I needed to be more honest with my friends and family, especially when I was struggling. How could I do better? When someone asked how everything was going, was I going to politely respond “fine” and smile, lying through my teeth? No. Parenting, working, living through these “uncertain times” (at this point, the only certainty is the relentless unpredictability) is unmistakably difficult. To pretend otherwise would be disingenuous not to just myself but to all those who are also stuck in a spiral of self-doubt and insecurity.
So I have decided to ditch sprezzatura for another aspirational goal. Instead of chasing effortlessness, now I’m pursuing grit. I found inspiration in psychologist Angela Duckworth’s 2018 book, Grit: The Power of Passion and Perseverance. Duckworth has spent her academic career researching resilience, and in discussing how grit can be a positive component of one’s ethos, Duckworth noted, “Nobody wants to show you the hours and hours of becoming. They’d rather show the highlight of what they’ve become.”

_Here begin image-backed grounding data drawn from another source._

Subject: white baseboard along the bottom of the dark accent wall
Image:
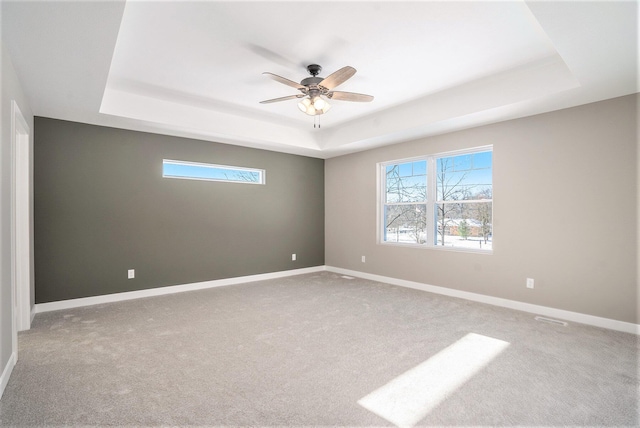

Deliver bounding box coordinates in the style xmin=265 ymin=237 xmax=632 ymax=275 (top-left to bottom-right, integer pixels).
xmin=35 ymin=266 xmax=325 ymax=313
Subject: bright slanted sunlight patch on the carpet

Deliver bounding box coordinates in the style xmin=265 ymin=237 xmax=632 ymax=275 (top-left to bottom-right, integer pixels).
xmin=358 ymin=333 xmax=509 ymax=428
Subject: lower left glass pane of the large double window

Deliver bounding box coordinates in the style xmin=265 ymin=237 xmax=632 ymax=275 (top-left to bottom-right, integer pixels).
xmin=383 ymin=204 xmax=427 ymax=244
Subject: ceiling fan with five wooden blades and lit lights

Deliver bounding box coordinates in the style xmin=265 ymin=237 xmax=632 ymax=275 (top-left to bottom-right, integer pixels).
xmin=260 ymin=64 xmax=373 ymax=116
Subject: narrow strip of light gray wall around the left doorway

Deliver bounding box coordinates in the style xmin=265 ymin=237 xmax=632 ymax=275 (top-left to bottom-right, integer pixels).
xmin=0 ymin=40 xmax=33 ymax=386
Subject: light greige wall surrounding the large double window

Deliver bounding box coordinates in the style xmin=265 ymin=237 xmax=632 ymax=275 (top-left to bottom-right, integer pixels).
xmin=325 ymin=95 xmax=639 ymax=323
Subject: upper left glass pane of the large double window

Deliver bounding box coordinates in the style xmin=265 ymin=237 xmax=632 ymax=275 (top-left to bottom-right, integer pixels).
xmin=385 ymin=161 xmax=427 ymax=203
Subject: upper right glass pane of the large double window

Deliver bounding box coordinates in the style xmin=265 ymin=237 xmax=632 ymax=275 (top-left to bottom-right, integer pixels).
xmin=436 ymin=152 xmax=493 ymax=201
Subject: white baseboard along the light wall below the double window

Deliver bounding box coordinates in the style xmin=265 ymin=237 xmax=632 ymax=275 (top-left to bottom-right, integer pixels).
xmin=326 ymin=266 xmax=640 ymax=335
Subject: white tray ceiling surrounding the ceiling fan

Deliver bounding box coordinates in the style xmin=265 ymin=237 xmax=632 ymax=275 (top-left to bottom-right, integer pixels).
xmin=2 ymin=0 xmax=639 ymax=158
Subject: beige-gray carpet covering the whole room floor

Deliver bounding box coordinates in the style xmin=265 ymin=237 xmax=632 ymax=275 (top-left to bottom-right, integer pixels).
xmin=0 ymin=272 xmax=639 ymax=427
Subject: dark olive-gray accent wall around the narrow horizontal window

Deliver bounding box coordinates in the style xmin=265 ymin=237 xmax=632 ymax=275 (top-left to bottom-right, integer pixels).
xmin=34 ymin=117 xmax=324 ymax=303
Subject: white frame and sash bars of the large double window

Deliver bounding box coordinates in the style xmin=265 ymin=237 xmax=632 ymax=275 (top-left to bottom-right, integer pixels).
xmin=376 ymin=144 xmax=494 ymax=254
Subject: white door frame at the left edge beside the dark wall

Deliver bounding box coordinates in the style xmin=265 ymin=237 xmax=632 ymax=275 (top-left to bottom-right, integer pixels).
xmin=11 ymin=100 xmax=33 ymax=342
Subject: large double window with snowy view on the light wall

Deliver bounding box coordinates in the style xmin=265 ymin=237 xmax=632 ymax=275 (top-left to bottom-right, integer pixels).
xmin=379 ymin=147 xmax=493 ymax=251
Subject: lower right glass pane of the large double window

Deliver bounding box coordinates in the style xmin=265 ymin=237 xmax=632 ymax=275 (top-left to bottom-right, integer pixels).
xmin=435 ymin=202 xmax=493 ymax=250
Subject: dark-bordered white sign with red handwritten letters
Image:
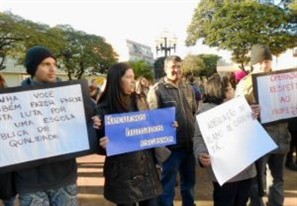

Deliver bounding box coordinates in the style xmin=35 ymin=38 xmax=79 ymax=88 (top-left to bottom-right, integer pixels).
xmin=253 ymin=68 xmax=297 ymax=124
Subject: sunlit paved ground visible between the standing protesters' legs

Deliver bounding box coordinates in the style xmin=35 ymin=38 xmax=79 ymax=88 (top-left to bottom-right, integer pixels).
xmin=78 ymin=155 xmax=297 ymax=206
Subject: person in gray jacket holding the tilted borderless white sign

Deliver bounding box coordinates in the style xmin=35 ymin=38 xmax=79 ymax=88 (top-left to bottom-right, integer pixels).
xmin=194 ymin=76 xmax=256 ymax=206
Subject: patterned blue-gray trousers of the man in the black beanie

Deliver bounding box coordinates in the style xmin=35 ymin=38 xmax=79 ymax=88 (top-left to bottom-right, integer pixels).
xmin=19 ymin=184 xmax=78 ymax=206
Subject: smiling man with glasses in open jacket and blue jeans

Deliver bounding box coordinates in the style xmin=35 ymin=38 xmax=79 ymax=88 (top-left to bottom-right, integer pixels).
xmin=147 ymin=56 xmax=196 ymax=206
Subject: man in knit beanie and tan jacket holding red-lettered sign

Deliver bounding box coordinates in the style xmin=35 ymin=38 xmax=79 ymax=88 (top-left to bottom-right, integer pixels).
xmin=235 ymin=44 xmax=290 ymax=206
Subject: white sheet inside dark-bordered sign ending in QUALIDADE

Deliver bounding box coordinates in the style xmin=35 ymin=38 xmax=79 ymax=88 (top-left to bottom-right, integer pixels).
xmin=0 ymin=85 xmax=89 ymax=167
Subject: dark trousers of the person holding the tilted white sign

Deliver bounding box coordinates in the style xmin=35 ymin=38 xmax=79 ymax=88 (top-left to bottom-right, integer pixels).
xmin=213 ymin=179 xmax=252 ymax=206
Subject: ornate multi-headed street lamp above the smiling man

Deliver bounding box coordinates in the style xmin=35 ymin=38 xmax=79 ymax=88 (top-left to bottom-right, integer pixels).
xmin=156 ymin=31 xmax=177 ymax=58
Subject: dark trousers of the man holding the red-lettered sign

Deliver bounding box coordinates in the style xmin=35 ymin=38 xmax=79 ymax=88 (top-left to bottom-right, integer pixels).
xmin=251 ymin=154 xmax=286 ymax=206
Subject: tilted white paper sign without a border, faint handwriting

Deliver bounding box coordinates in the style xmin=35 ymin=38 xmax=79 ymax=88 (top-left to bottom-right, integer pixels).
xmin=196 ymin=97 xmax=277 ymax=185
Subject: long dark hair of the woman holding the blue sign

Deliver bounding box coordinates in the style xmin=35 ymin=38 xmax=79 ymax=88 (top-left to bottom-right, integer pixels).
xmin=98 ymin=62 xmax=132 ymax=114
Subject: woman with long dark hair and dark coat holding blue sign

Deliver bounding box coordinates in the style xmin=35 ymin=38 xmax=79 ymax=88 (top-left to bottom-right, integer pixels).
xmin=97 ymin=63 xmax=162 ymax=206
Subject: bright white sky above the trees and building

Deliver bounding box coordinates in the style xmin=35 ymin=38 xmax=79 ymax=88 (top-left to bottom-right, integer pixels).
xmin=0 ymin=0 xmax=230 ymax=61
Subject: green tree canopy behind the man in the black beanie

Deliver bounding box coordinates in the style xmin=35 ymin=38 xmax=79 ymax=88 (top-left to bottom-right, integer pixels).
xmin=0 ymin=13 xmax=118 ymax=79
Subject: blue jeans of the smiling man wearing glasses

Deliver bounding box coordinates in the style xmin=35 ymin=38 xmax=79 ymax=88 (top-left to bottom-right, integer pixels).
xmin=160 ymin=150 xmax=196 ymax=206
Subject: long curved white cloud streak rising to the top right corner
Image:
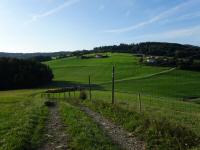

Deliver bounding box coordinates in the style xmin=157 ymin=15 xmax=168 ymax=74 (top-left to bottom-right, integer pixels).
xmin=104 ymin=0 xmax=197 ymax=33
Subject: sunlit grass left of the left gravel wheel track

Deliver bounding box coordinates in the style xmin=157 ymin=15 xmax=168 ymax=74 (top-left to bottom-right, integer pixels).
xmin=0 ymin=90 xmax=48 ymax=150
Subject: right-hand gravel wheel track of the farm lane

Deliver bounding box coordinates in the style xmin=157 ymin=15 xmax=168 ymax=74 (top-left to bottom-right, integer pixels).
xmin=80 ymin=106 xmax=145 ymax=150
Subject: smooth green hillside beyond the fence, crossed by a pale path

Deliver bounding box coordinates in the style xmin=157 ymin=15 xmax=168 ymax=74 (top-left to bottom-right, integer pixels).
xmin=47 ymin=54 xmax=200 ymax=99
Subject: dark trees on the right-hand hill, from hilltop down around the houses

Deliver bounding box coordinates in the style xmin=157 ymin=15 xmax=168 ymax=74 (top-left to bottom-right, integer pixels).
xmin=72 ymin=42 xmax=200 ymax=71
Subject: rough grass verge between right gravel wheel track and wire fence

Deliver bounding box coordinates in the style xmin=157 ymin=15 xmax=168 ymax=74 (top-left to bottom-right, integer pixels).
xmin=84 ymin=101 xmax=200 ymax=150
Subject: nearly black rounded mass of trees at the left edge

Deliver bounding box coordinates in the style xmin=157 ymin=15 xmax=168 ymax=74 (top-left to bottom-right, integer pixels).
xmin=0 ymin=58 xmax=53 ymax=90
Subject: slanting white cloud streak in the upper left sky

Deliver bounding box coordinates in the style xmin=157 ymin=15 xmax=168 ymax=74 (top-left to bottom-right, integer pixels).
xmin=25 ymin=0 xmax=80 ymax=24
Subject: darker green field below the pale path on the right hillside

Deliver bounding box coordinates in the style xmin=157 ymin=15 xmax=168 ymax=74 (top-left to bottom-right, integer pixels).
xmin=110 ymin=70 xmax=200 ymax=98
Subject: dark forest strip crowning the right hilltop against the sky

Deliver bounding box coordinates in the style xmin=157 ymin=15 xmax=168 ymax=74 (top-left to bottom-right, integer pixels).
xmin=93 ymin=42 xmax=200 ymax=59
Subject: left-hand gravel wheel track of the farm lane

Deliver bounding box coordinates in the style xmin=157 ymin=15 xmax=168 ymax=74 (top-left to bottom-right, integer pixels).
xmin=39 ymin=104 xmax=67 ymax=150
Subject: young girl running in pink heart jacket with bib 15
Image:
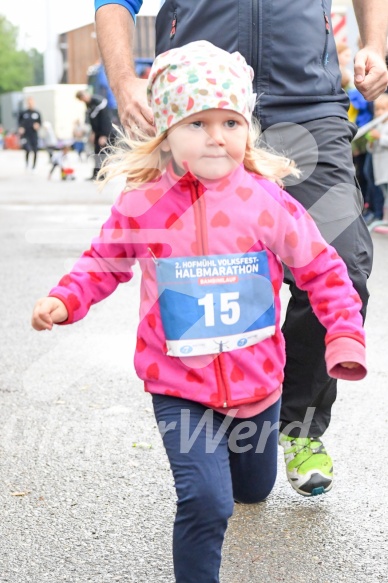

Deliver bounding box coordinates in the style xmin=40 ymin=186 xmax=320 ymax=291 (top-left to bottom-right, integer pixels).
xmin=32 ymin=41 xmax=366 ymax=583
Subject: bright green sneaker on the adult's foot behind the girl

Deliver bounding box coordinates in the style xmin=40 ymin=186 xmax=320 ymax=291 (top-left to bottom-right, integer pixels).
xmin=279 ymin=433 xmax=333 ymax=496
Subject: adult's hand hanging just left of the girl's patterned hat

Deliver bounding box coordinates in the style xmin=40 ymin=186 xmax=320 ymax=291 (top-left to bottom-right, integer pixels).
xmin=116 ymin=77 xmax=155 ymax=135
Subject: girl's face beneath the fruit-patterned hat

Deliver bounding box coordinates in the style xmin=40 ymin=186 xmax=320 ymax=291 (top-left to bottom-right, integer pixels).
xmin=162 ymin=109 xmax=249 ymax=180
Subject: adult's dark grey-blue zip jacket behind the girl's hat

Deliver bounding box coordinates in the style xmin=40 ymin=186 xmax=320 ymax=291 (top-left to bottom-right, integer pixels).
xmin=156 ymin=0 xmax=348 ymax=128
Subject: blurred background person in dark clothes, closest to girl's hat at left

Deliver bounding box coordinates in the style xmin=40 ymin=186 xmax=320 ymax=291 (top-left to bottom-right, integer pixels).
xmin=75 ymin=90 xmax=113 ymax=180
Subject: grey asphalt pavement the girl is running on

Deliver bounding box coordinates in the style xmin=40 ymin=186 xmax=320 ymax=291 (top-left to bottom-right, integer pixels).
xmin=0 ymin=151 xmax=388 ymax=583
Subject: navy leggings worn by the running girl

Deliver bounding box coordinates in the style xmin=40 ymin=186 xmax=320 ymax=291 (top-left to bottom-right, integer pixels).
xmin=153 ymin=395 xmax=280 ymax=583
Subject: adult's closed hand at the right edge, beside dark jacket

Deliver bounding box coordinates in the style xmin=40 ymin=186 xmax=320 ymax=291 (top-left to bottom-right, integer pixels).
xmin=354 ymin=46 xmax=388 ymax=101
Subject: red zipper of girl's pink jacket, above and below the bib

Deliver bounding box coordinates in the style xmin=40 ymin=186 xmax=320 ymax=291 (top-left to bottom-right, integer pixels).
xmin=191 ymin=180 xmax=229 ymax=408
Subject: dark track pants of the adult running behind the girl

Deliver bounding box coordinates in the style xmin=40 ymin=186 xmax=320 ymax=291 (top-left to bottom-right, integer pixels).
xmin=264 ymin=117 xmax=373 ymax=437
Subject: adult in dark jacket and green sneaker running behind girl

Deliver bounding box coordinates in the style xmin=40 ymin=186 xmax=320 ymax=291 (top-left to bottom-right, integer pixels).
xmin=95 ymin=0 xmax=388 ymax=496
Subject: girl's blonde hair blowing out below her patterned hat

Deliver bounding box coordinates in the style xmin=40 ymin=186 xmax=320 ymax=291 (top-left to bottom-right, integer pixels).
xmin=98 ymin=120 xmax=300 ymax=191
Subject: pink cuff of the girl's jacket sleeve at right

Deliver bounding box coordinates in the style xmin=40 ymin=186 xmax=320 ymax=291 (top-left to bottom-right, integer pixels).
xmin=325 ymin=337 xmax=367 ymax=381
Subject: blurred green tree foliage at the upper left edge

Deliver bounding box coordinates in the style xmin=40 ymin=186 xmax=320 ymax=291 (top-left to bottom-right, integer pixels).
xmin=0 ymin=15 xmax=43 ymax=94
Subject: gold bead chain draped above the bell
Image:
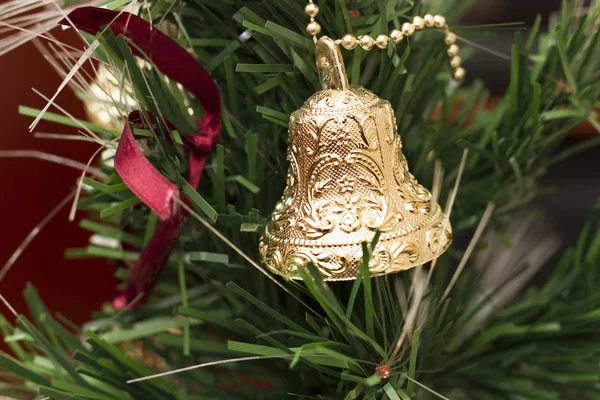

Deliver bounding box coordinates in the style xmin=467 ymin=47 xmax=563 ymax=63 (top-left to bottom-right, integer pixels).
xmin=304 ymin=0 xmax=466 ymax=81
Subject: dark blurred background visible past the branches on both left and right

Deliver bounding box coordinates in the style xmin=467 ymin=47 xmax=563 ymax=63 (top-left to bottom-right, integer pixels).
xmin=0 ymin=0 xmax=600 ymax=322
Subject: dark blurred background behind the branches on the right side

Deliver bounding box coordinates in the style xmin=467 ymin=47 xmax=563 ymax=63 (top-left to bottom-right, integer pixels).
xmin=464 ymin=0 xmax=600 ymax=250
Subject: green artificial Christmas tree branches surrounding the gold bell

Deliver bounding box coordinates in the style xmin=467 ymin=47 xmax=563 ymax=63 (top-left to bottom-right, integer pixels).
xmin=0 ymin=0 xmax=600 ymax=400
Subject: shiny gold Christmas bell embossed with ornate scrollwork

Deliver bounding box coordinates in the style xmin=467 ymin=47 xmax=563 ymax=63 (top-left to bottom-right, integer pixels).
xmin=260 ymin=37 xmax=452 ymax=281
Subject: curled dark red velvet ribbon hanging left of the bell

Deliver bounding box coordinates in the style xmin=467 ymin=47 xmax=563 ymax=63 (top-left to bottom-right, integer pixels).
xmin=60 ymin=7 xmax=222 ymax=309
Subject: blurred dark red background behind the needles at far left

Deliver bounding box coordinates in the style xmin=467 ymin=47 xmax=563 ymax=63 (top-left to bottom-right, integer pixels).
xmin=0 ymin=32 xmax=114 ymax=322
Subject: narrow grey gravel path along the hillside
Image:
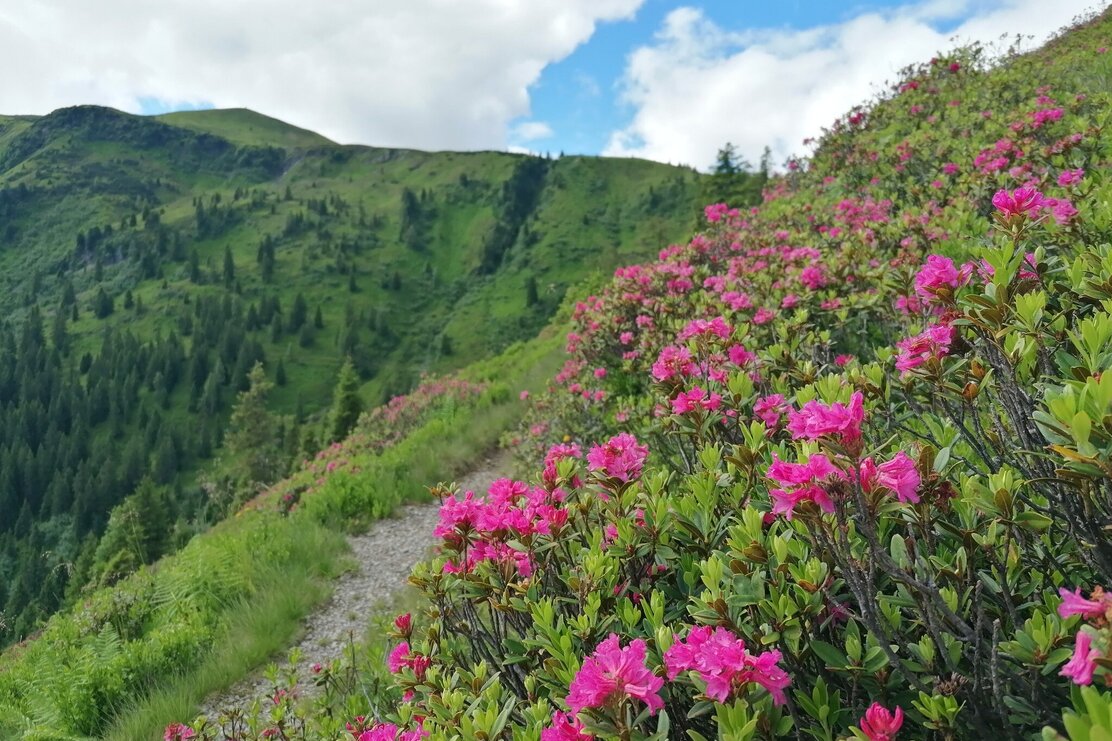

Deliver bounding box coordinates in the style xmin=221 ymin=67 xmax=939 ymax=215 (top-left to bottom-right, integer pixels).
xmin=201 ymin=451 xmax=512 ymax=721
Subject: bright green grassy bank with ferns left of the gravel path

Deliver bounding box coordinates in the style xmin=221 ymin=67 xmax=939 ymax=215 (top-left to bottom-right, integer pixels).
xmin=0 ymin=334 xmax=559 ymax=739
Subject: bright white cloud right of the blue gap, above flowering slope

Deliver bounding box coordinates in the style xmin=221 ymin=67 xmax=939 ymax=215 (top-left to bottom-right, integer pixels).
xmin=605 ymin=0 xmax=1104 ymax=168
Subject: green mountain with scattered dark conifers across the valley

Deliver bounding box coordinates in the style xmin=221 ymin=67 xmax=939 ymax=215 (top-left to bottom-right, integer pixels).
xmin=0 ymin=106 xmax=720 ymax=641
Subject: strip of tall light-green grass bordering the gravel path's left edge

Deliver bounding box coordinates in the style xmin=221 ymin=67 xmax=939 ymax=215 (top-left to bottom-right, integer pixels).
xmin=82 ymin=334 xmax=562 ymax=741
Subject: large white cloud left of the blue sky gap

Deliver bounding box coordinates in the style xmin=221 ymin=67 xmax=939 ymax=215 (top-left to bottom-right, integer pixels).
xmin=0 ymin=0 xmax=644 ymax=149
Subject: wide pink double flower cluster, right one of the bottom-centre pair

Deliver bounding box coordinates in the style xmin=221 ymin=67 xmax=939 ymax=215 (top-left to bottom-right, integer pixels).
xmin=664 ymin=626 xmax=792 ymax=705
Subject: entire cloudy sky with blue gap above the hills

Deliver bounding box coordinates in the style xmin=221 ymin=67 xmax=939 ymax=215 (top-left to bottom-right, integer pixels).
xmin=0 ymin=0 xmax=1108 ymax=169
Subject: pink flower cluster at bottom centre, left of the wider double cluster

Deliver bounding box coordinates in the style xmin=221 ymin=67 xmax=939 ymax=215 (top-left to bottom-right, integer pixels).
xmin=566 ymin=633 xmax=664 ymax=714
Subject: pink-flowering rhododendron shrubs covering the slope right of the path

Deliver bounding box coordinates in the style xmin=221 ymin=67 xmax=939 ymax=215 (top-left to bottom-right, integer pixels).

Don’t tell that to Emil Zátopek, the 1952 Czech Olympian who competed in the 5,000-meter, 10,000-meter, and marathon events. The greatest runners are usually lauded for graceful technique, with loping styles like a gazelle, but not Zátopek. His running style was distinct not for its beauty but for how painful it looked. He breathed heavily, and his face was often twisted in pain. When asked about why he looked so miserable, he said, “It isn’t gymnastics or figure skating, you know”—alluding to the fact that form is not judged, just the ability to finish first. He was physically and mentally gritty, and that perseverance earned him the extraordinary hat trick of three gold medals in a single Olympic Game: the only distance runner to accomplish such a feat.
Zátopek never hesitated to reveal his discomfort, supporting Duckworth’s idea that “being gritty doesn’t mean not showing pain or pretending everything is OK. In fact, when you look at healthy and successful and giving people, they are extraordinarily meta-cognitive. . . . That ability to reflect on yourself is signature to grit.”
Like Zátopek, I’m a gritty runner. My breathing is often labored (certainly compared to my running partner—I always say she’s the pretty one and I’m the gritty one), and my stride doesn’t look effortless. But my grittiness gets me to the finish line and reminds me that this isn’t always easy to do.
In the filtered world of social media, where images are posed and edited to the extent that they no longer reflect reality, it’s easy to see how sprezzatura can flourish today. But as a parent, adviser, and teacher, I’d rather show my grit and be authentic in the moments of difficulty.
There is still a lot I find fascinating about the Renaissance. But sprezzatura is no longer something I aspire to. In the classroom, on my runs, and at home, I’m chasing grit.
Vanessa R. Corcoran is an advising dean and adjunct professor at Georgetown University. She tweets @VRCinDC.